Because FAA is the monopoly ATC service provider with the power of The Mandate, let’s assume that BEBS becomes the policy of the land. Now imagine air traffic controllers working actual traffic. Controllers consider the traffic under their control and, based upon the aircraft types, arrival/departure fixes, runway and taxiway limitations, standard procedures, parking areas, and other factors, run the traffic in a way that gets all the aircraft on their way or on the ground as expeditiously as possible. Under BEBS, an additional consideration would be if the aircraft is or is not ADS-B equipped because that will define the quality of service to be provided. This additional factor would create a whole new family of operational requirements and restrictions for the controllers, be a huge increase in controller mental workload, and probably create an operationally chaotic control environment sufficient to significantly decrease terminal capacity and increase delays. Not a good unintended consequence.
For the BEBS policy to be effective, it would also have to prohibit controllers from giving any of the reserved “best” service to non-ADS-B equipped aircraft operators under any circumstance because “free” benefits would undermine their incentive to equip. In that situation, one assumes that controllers would be expected to intentionally not use the full capacity of the airport and associated airspace (i.e., decrease capacity) to demonstrate to operators the economic cost of less efficient services as a simple matter of enforcing the BEBS “encouragement” objective. Is this beginning to bother anyone yet?
Finally, BEBS means that the U.S. government would deny non-felon U.S. citizens (and others) access to open public airspace without justification. Or is there some justification? Does ADS-B provide a significantly higher level of safety than radar? To what degree? Where was the rigorous analysis, documentation, and public debate of BEBS? Or is the BEBS concept based completely on the undocumented and unsubstantiated speculation that ADS-B is fundamental to achieving unspecified NextGen operational capabilities? I’m certainly no constitutional lawyer but it seems to me that depriving citizens of their liberty to utilize public airspace without cause or due process of law just might be a violation of the 5th Amendment to the U.S. Constitution. At the very least it seems like a Federal abuse of power. Don’t know, just sayin’.

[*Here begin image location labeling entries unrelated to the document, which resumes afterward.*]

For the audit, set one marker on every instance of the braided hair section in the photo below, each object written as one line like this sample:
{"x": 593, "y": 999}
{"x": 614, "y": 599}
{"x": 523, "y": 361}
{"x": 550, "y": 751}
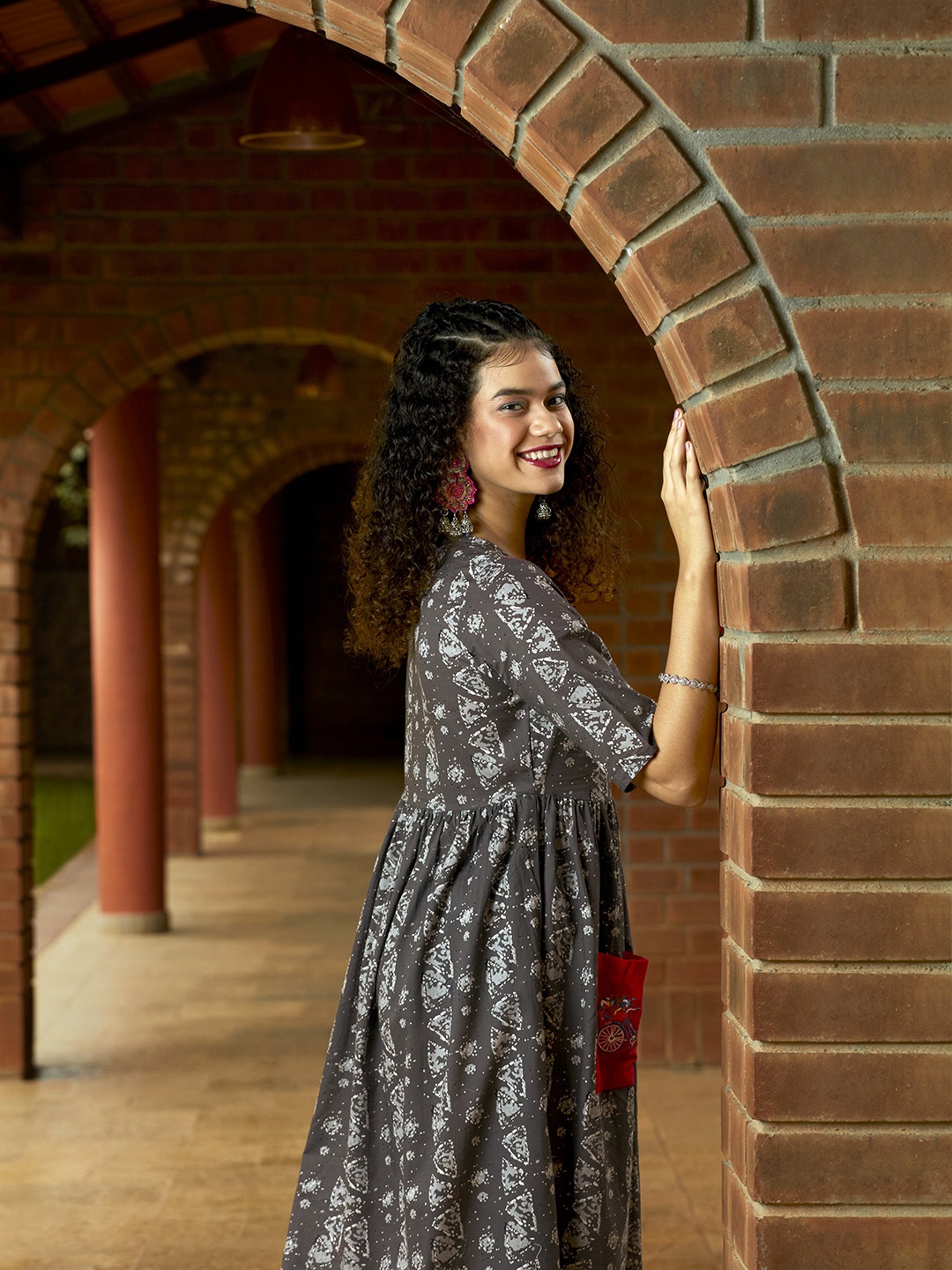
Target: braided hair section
{"x": 394, "y": 545}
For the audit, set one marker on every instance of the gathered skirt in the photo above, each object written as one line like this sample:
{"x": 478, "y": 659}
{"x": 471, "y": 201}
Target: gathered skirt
{"x": 457, "y": 1123}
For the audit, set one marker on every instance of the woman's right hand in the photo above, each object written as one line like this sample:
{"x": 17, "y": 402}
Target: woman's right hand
{"x": 683, "y": 497}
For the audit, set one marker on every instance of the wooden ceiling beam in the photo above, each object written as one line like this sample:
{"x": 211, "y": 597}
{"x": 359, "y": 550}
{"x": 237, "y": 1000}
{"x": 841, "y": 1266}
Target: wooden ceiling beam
{"x": 113, "y": 52}
{"x": 95, "y": 28}
{"x": 40, "y": 113}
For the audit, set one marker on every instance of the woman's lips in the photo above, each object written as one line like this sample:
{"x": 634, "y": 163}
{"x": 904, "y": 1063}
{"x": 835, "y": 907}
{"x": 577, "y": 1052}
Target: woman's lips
{"x": 544, "y": 458}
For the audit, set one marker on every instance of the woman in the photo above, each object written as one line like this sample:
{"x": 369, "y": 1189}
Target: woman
{"x": 458, "y": 1122}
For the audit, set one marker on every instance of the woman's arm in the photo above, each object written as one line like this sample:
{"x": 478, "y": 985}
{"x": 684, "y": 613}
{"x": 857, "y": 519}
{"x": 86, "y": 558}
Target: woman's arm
{"x": 686, "y": 719}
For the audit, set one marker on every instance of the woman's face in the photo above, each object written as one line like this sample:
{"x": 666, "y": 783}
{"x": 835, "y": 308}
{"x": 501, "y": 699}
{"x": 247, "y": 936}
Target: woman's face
{"x": 521, "y": 430}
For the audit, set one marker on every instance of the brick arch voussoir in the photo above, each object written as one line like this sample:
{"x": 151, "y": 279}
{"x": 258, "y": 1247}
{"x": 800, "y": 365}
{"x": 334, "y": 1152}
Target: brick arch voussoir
{"x": 158, "y": 343}
{"x": 640, "y": 192}
{"x": 260, "y": 474}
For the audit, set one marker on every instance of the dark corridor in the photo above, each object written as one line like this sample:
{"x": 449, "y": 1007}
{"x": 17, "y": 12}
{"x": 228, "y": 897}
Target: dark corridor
{"x": 339, "y": 706}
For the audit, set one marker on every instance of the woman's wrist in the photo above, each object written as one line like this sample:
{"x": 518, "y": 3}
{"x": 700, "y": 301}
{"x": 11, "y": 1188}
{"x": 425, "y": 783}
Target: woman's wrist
{"x": 697, "y": 571}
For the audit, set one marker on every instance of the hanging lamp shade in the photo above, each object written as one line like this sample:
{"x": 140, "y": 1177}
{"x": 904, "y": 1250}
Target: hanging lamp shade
{"x": 301, "y": 98}
{"x": 320, "y": 377}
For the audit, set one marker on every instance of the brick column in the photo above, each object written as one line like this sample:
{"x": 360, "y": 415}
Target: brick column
{"x": 217, "y": 672}
{"x": 259, "y": 597}
{"x": 837, "y": 1085}
{"x": 127, "y": 706}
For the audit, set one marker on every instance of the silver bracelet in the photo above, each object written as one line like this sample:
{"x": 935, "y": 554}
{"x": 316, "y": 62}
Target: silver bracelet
{"x": 688, "y": 684}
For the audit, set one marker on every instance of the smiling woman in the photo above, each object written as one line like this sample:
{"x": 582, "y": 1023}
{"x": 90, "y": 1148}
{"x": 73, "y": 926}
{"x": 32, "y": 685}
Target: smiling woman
{"x": 478, "y": 1102}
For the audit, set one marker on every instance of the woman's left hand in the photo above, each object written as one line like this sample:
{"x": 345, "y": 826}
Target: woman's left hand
{"x": 683, "y": 497}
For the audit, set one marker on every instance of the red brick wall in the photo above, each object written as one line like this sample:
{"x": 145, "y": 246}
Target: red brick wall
{"x": 762, "y": 182}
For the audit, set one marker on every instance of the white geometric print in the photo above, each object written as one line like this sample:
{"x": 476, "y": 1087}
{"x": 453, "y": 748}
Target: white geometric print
{"x": 457, "y": 1123}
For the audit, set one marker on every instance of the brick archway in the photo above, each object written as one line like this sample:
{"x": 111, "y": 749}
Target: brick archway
{"x": 262, "y": 473}
{"x": 800, "y": 381}
{"x": 564, "y": 93}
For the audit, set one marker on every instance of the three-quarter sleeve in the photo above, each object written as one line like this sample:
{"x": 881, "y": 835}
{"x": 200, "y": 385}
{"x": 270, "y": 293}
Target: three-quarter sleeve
{"x": 532, "y": 638}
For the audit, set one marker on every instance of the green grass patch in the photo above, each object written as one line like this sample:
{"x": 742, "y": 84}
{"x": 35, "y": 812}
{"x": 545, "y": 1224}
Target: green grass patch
{"x": 63, "y": 822}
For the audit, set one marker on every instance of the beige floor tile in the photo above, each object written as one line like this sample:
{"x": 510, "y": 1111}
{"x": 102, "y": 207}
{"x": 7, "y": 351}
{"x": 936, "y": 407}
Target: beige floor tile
{"x": 178, "y": 1072}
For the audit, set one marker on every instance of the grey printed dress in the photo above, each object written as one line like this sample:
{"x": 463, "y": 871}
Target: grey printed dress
{"x": 457, "y": 1123}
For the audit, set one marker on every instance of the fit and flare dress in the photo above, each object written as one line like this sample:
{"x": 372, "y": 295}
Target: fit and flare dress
{"x": 457, "y": 1123}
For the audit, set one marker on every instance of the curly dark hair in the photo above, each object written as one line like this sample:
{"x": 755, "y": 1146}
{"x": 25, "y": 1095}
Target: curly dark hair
{"x": 395, "y": 542}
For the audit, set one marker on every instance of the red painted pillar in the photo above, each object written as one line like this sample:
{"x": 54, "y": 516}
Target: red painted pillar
{"x": 127, "y": 691}
{"x": 260, "y": 594}
{"x": 217, "y": 672}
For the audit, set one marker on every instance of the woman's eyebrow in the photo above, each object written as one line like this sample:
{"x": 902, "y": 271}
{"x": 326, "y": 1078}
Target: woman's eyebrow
{"x": 559, "y": 384}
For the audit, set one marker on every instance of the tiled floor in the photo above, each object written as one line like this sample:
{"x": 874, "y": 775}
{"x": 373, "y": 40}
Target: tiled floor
{"x": 178, "y": 1072}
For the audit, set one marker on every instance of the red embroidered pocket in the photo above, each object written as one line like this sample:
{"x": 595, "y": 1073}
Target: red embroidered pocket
{"x": 621, "y": 984}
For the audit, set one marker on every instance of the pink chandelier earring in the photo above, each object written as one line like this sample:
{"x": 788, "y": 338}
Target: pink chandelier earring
{"x": 456, "y": 494}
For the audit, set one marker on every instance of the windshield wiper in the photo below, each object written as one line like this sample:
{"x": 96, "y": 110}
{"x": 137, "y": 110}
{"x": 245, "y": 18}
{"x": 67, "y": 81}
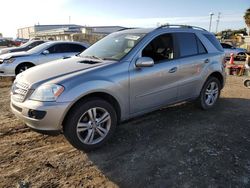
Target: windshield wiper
{"x": 92, "y": 57}
{"x": 110, "y": 58}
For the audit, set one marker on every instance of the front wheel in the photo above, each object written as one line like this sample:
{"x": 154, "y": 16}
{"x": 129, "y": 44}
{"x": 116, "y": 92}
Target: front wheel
{"x": 247, "y": 83}
{"x": 209, "y": 93}
{"x": 90, "y": 124}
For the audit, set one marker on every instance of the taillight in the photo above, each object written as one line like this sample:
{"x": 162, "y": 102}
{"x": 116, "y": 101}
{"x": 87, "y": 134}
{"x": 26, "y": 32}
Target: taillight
{"x": 224, "y": 62}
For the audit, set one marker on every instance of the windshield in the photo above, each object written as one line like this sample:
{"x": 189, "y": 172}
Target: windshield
{"x": 26, "y": 44}
{"x": 39, "y": 48}
{"x": 113, "y": 47}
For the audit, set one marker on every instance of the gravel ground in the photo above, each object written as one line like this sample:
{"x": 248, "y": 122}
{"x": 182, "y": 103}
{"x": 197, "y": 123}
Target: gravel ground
{"x": 178, "y": 146}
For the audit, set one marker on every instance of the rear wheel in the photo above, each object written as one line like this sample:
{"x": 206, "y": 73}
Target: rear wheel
{"x": 209, "y": 93}
{"x": 241, "y": 56}
{"x": 90, "y": 124}
{"x": 247, "y": 83}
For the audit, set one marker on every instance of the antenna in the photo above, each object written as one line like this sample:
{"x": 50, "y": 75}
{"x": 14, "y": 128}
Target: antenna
{"x": 217, "y": 22}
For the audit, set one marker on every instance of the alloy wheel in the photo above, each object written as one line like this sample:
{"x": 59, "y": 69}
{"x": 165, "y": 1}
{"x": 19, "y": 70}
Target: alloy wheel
{"x": 93, "y": 126}
{"x": 212, "y": 93}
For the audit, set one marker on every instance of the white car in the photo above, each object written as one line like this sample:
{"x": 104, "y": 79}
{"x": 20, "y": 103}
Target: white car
{"x": 239, "y": 53}
{"x": 14, "y": 63}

These are just the most egregious issues surrounding BEBS. My first question is who brought this idea up in the first place? More importantly, who was the first person to approve it as an official government strategy? How did it get to be an officially endorsed strategy of the FAA Administrator? Did anyone run the idea past General Counsel to confirm its legality and constitutionality? Did anyone run it by the Congressional Affairs office since it clearly has political “Big Government”, “Anti-business”, “Freedom”, “Liberty”, “Government Intrusion”, etc. implications? Lastly, did anyone consider the operational issues associated with the execution of the policy; the ones that the old independent Air Traffic Service would have raised to keep this terribly flawed policy from ever surviving the first discussion? Apparently not.